THE SNEEZIN SEASON
Here are some tips to stay healthy this “sneezin season” and this winter:
- Washing your hands regularly (almost obsessively) and eating healthy is the best way to stay healthy. While many people think that to stay healthy you need to stay indoors out of the cold and stay away from coughing and sneezing people. First, the cold weather doesn’t give you a cold. Actually, being outdoors will probably make you healthier because you will pick up less bacteria and viruses don’t spread as easily. Second, most people get sick from viruses that are spread through the air by people who are already infected and contagious, but don’t yet have symptoms, according to Dr. William Schaffner (former president of the National Foundation of Infectious Diseases). It is often easy to observe people who are already sick and stay away from them; but it is the people who are contagious and don’t show signs of it that will get you!
- When not feeling well, eat in moderation and eat healthy. Dr. William Schaffner (who is also the chairman of the Department of Preventive Medicine at Vanderbilt University) states the old adage “Feed a cold, starve a fever” is not accurate. In both cases, one should eat in moderation, eat healthy foods and drink plenty of liquids so you don’t become dehydrated. Milk and dairy products may make phlegm thicker, but it doesn’t increase its production.

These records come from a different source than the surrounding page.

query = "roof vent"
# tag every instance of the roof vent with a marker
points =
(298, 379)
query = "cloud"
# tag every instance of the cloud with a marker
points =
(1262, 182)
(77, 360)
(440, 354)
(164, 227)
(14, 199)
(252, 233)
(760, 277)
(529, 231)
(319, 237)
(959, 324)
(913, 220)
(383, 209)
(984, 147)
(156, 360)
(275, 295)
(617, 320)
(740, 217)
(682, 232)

- Controlling stress will reduce your chances of getting colds, sick or the flu. As Ronald Glaser, director of the institute for Behavioral Medicine Research at Ohio State University, states “you’ll catch these ills only if you’re exposed to viruses, but if you are stressed and you get infected, you have a greater chance of getting sick and having more severe symptoms.”
- Chicken soup can help relieve cold symptoms. While most experts say there is nothing magical in chicken soup, given it is a hot, steamy liquid, it can help relieve congestion and the TLC factor can help promote healing. Dr. Stephen Rennard (Professor of Medicine, University of Nebraska) sites one study that chicken soup inhibited movements of inflammatory cells. Because most cold symptoms are caused by inflammation rather than viruses; if soup reduces inflammation, then it could make symptoms better. Even though we live in a very modern society, sometimes the old remedies actually do work.